WASHINGTON (CNN) - President Obama is privately telling senators in both parties he is confident his economic recovery plan will pass in the Senate by the end of the week, according to two senior administration officials and two congressional officials.
"We will have the votes," said a senior administration official.
In a closed-door meeting Wednesday, the president said that he was "cautiously optimistic" that he could round up at least 60 votes to cut off a possible filibuster, a Senate official added.
The fate of the package has been in some doubt as the president ran into opposition from moderate Democrats and Republicans in the Senate who are concerned about spending projects in the package.
The president stepped up his personal lobbying for the bill this week, holding a series of one-on-one meetings in the Oval Office Wednesday with key senators still on the fence. Obama met separately with Democrat Ben Nelson and Republicans Susan Collins and Olympia Snowe.

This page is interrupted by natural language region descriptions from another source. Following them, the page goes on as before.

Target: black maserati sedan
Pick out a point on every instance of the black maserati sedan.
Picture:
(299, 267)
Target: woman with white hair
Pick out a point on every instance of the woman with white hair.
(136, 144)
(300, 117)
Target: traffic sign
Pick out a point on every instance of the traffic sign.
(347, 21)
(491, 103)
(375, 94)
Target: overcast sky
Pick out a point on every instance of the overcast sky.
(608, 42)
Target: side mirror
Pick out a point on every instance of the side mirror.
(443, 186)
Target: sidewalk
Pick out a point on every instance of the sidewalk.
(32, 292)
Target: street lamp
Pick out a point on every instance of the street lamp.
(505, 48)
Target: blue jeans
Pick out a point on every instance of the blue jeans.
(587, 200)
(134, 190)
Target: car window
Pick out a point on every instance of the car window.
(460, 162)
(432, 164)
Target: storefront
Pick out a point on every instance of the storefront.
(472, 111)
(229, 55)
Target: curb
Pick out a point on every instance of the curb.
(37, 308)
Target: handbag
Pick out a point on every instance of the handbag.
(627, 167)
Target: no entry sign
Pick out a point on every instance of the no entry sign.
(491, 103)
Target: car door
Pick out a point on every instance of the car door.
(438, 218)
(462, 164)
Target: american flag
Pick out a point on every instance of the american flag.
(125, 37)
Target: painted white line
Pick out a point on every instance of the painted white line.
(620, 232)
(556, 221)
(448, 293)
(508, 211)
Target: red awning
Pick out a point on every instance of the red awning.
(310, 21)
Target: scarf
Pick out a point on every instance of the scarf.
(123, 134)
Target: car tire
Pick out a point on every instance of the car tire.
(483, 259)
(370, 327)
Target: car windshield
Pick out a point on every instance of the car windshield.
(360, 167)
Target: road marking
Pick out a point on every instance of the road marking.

The officials said that in the meetings the president suggested he would accept minor changes to his tax cuts, but was open to pulling more of the controversial spending projects in the bill.
The president also told the senators he was willing to lean on Democratic leaders in the coming days to pare down spending to reach at least 60 votes for bipartisan consensus.
The House last week passed an $819 billion version of the plan, but no Republican voted in favor of it. The president has been trying to gain Republican support before the Senate votes on its version of the bill.
Getting the bill through the Senate by the end of the week would keep the legislation on track to be signed into law by Presidents' Day, which has been Obama's target.